TWO former presidents of Zambia Rupiah Banda and Dr. Kenneth David Kaunda have been described as heroes of Africa, joining Aden Abdullah Osman Daar of Somalia, Abdoulaye Wade of Senegal and Nigeria’s Goodluck Jonathan.
According to the United Kingdom publication, African Leadership Magazine, Mr Banda and Dr. Kaunda were heroes and ranked among the continents top five heroes of democracy.
This is as a result of the manner they have promoted democratic principles of governance by accepting defeat in elections and avoid bloodshed.
Zambia has dominated the five-man list of African heroes of Democracy with founding President Dr Kaunda and fourth President Banda taking a fair share of praise for their statesmanship to hand over power peacefully.
The magazine has also added former Nigerian President Jonathan, who was three days ago defeated in an election by opposition leader Muhammadu Buhari.
The magazine described Dr. Kaunda as a fighter who led a team of young men and women to the struggle for the independence of Zambia from the British and colonial rule.
“ Dr.
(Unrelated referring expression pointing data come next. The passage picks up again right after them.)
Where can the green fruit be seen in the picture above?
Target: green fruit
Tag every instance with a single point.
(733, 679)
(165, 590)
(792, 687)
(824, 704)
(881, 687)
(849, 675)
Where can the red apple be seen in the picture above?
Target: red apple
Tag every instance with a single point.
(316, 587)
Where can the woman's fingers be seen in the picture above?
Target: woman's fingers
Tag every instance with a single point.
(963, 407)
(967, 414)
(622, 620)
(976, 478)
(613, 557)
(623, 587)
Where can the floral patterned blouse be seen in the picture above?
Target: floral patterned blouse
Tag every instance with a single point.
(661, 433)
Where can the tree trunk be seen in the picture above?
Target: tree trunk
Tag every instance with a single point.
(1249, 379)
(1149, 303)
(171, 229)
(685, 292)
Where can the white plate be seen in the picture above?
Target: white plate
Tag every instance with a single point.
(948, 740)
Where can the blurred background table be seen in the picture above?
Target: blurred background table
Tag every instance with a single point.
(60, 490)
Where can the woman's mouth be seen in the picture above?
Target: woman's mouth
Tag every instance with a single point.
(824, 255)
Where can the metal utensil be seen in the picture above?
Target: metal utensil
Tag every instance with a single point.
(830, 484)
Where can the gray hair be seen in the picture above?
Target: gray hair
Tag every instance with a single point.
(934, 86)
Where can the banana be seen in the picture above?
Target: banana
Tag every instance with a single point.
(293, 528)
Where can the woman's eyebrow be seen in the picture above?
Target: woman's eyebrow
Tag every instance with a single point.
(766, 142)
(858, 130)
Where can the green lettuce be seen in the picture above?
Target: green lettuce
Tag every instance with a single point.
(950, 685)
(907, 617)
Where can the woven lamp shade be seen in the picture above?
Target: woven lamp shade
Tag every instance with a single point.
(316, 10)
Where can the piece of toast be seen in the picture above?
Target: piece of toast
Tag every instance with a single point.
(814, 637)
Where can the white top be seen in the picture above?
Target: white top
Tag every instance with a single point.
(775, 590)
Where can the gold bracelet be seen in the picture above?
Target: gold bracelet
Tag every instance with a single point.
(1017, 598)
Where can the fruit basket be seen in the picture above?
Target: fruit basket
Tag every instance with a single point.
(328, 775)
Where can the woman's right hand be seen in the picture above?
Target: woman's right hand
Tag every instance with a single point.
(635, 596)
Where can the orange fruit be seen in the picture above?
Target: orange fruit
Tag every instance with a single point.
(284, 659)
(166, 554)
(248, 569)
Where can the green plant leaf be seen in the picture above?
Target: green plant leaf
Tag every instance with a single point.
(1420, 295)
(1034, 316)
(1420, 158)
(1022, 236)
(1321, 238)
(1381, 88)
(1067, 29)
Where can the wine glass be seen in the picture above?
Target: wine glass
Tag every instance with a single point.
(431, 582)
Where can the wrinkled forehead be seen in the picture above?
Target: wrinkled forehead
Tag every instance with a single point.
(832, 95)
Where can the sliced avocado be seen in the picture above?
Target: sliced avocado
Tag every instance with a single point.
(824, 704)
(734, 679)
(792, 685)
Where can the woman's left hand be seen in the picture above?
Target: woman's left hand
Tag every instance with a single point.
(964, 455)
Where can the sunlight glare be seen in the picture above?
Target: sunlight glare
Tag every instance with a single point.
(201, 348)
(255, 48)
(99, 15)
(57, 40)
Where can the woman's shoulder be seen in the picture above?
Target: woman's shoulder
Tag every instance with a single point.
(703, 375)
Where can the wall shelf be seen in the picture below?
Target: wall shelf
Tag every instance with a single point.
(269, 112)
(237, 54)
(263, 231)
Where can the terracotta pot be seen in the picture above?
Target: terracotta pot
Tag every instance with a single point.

Kaunda broke away from the African National Congress (ANC) after he was dissatisfied with Harry Mwaanga Nkumbula’s leadership forming his own Zambian African National Congress (ZANC), before becoming the head of the United National Independence Party (UNIP).
“He was the first President of the independent Zambia. From 1968, all political parties except UNIP were banned. At the same time, Dr Kaunda oversaw the acquisition of majority stakes in key foreign-owned companies,” the magazine reads.
The oil crisis of 1973 and a slump in export revenues put Zambia in a state of economic crisis attracting international pressure which finally forced Dr Kaunda to change the rules that had kept him in power.
The magazine also stated that this led to multi-party elections in 1991, in which Dr Frederick Chiluba, the leader of the Movement for Multiparty Democracy, won.
“Dr. Kaunda being the leader of Zambia since independence could have rigged or might have not taken the outcome of the election but surprisingly he stepped down and accepted defeat, shocking the whole world,” he said.
The magazine also said Mr. Banda was a great leader and a promoter of democracy in the manner he handled the election results in 2011 after losing to late president Michael Sata of the Patriotic Front.
“He was appointed as Vice-President by President Levy Mwanawasa in October 2006, following the latter’s re-election. He took over Mwanawasa’s presidential responsibilities after Mwanawasa suffered a stroke in June 2008, and following Mwanawasa’s death in August 2008, he became acting President. As the candidate of the governing MMD, he narrowly won the October 2008 presidential election,” the magazine said. Aden Abdullah Osman Daar was the first president of Somalia who saved that country from July 1, 1960 to June 10, 1967.
In the 1967 presidential election, Daar was defeated by Abdirashid Ali Shermarke, his former prime minister and his term as president ended on June 10, 1967.
Daar accepted the loss graciously, making history as the first head of state in Africa to peacefully hand over power to a democratically elected successor. Abdoulaye Wade of Senegal was fourth on the continent to accept defeat after losing in 2012 in a controversial election and this was after the country’s National Assembly approved a constitutional amendment increasing the length of the presidential term to seven years.
Nigeria’s Jonathan ends the list of African heroes after he accepted defeat to General Bukari early this week.
Prior to his role as President, he served as Governor of Bayelsa State from 2005 to 2007 and as Vice-President of Nigeria from 2007 to 2010.